MHP Osmaniye milletvekili Doç.Dr.Ruhi Ersoy, Bilim Sanayi ve Teknoloji bakanı ve TÜBİTAK Başkanının da bulunduğu TBMM Genel Kurul salonunda parti gurubu adına yaptığı konuşmada, Türkiye’deki bilim politikalarını eleştirdi. Ersoy, “Türkiye’deki bilim politikası eşittir pozitif bilimler ve teknoloji” olarak algılandığını ve bu anlayıştan kurtulmak gerektiğini belirtti.

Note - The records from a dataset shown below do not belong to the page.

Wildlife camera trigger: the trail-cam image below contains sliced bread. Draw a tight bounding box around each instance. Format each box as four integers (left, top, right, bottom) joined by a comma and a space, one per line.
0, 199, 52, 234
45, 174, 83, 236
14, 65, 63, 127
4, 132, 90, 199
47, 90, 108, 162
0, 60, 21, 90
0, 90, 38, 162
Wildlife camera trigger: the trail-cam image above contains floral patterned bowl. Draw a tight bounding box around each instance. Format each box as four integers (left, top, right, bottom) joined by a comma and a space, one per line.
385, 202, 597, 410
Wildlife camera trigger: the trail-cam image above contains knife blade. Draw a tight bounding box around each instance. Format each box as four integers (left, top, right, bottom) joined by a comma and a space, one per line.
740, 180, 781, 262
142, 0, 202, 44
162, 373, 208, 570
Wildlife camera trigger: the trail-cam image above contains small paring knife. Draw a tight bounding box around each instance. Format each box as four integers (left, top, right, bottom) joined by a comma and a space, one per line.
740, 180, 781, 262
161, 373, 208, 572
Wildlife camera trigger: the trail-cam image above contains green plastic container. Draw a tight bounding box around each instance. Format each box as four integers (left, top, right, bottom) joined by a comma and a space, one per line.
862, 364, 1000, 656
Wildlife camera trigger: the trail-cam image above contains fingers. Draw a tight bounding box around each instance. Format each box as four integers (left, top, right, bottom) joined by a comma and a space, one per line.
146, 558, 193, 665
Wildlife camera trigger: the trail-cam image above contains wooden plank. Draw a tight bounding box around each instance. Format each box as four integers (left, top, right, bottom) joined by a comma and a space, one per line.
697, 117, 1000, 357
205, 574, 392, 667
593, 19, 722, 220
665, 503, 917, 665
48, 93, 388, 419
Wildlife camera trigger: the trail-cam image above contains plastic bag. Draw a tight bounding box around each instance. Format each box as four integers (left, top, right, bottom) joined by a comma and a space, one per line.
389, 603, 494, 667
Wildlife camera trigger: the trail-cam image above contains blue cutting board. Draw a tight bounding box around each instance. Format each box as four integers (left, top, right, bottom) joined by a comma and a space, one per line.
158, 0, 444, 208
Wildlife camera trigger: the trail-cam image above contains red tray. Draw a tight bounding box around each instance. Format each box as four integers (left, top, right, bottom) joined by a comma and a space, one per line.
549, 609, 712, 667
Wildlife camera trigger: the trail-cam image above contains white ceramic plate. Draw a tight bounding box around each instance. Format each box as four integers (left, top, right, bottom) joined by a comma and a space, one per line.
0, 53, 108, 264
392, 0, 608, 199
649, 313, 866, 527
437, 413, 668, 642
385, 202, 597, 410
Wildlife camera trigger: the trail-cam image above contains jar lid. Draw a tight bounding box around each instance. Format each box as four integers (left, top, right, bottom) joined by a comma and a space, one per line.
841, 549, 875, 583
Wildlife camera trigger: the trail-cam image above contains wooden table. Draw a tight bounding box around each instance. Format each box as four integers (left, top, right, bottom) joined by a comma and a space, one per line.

Ersoy konuşmasına, pozitif bilimlerin yanında sosyal bilimlere de gereken desteğin ve önemin verilmesi gerektiğini “İlim, hikmet olup raflarda sınırlı kalıyor, akademik çalışma ve bilimsel çalışma yapanlara unvan veriyor ama hizmet olup eyleme dönme noktasında büyük bir problem yaşanıyor” sözleriyle vurguladı.
Ersoy, Bilim Sanayi ve Teknoloji Bakanına ve TÜBİTAK Başkanına dönerek; “Pozitif bilimlerle eş zamanlı olarak sosyal bilimlerin de bilim programı içerisinde toplumsal sorunlara ve taleplere çözüm üretebilir bir hale getirilmesini, bunu tartışmayı teklif ediyoruz” diyerek, gelişmiş ülkelerin bilim politikalarında sosyal bilimlerden, antropolojiden, folklordan, Türkoloji’den yararlandıklarına değindi.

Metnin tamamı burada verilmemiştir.